Heinrich grabbed the Laphroaig and poured himself a healthy measure. “Too peaty? You’re a pussy, Avram. Scotch can never be too peaty.”
The bureaucrat only laughed as he lit a cigar. “Who’s the pussy? You’re only pouring yourself a double!”
“Nothing makes jetlag worse than a hangover.”
“Yeah, guess you got a long flight tomorrow,” Avram said, pouring himself a triple of Scapa, a fine single malt from Orkney that had been making waves in recent years after a long time out of the business.
“Sure do, and a hell of a case at the other end of it,” Heinrich said, taking a slug of whiskey to ease away a sudden spike of tension. That secret meeting had really taken it out of him. “I don’t want to talk about work tonight.”
“Well I hope you get some time off to search for tunes,” Thornton said. “Warsaw has probably been picked clean, but I bet there’s some gold hidden in those smaller towns. When we played in the Czech Republic a few years ago, I extended my stay to go collecting. Prague was a washout, but I found wonderful recordings in Brno. Take a look.”
The Old Farts had an unspoken rule that whenever a member was travelling, they kept an eye out for records and cylinders the other members might like. Trading records was a big part of the fun.
“I’ll make time,” Heinrich promised. “Who here’s got an adaptable gramophone?”
Thornton and Jordan both said they did.
“What do you mean?” Avram asked.
Jordan turned to the new guy. “American records run at 78.26 rpm. Everywhere else they run at 77.92 rpm. It’s because the cycle frequency for the electric current was a little different, and that affected the recording equipment.”
“Oh,” Avram said, hiding his embarrassment behind his glass of whiskey. It was a newbie question for sure, but Heinrich didn’t mind newbies who could hold their whiskey and had a killer collection of early Vocalion and OKeh blues sides. Avram wasn’t slumming like that hipster he buried. He was real people.
Heinrich’s 78 finished its last track, and he walked through a cloud of cigar smoke and Scotch fumes to turn off the gramophone. Jordan got up and pulled a cylinder out of its box. Everyone oohed and aahed. It was bright pink, meaning it dated before 1903, a real rarity. Why the Edison company produced the earliest commercial cylinders in such a garish color was a bit of a mystery.

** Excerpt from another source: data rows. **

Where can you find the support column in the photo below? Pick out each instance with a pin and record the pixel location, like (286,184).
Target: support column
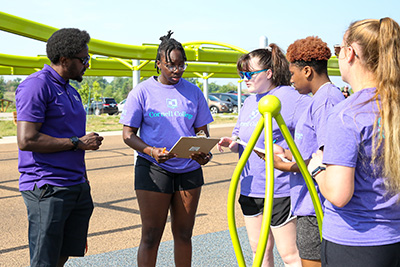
(135,81)
(205,85)
(239,95)
(135,73)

“Gentlemen, this is Sherman Houston Dudley’s “Oh! Oh! Miss Phoebe”, first written sometime in the 1890s, although I’m sad to say this recording dates to 1901. I’d love to get some more nineteenth century recordings for my collection. Heinrich, if you find any while sleeping with those Polish chicks, I’d definitely be interested. Now you’ve all heard of Dudley, but you probably didn’t know that he used to play up and down the Mississippi River with my very own great-grandfather, “Blind” Cash Carter. Wish my ancestor had recorded some cylinders or disks but as far as I know he didn’t. This is the next best thing.”
He slipped the cylinder onto the player, flipped the switch to start it turning, and set the needle and horn on top of the cylinder.
The player crackled to life, and from beneath the hisses and pops came the sound of a lively band and an old-style voice singing of his true love.
Heinrich closed his eyes, took a sip of whiskey, took a puff from his Cuban cigar, and savored the moment. He knew this was the last bit of peace he would have until the murders were solved.
CHAPTER SIX
Heinrich spent the flight to Warsaw with his Polish vocabulary tutorial, pissing off some suit sitting next to him who wanted to sleep.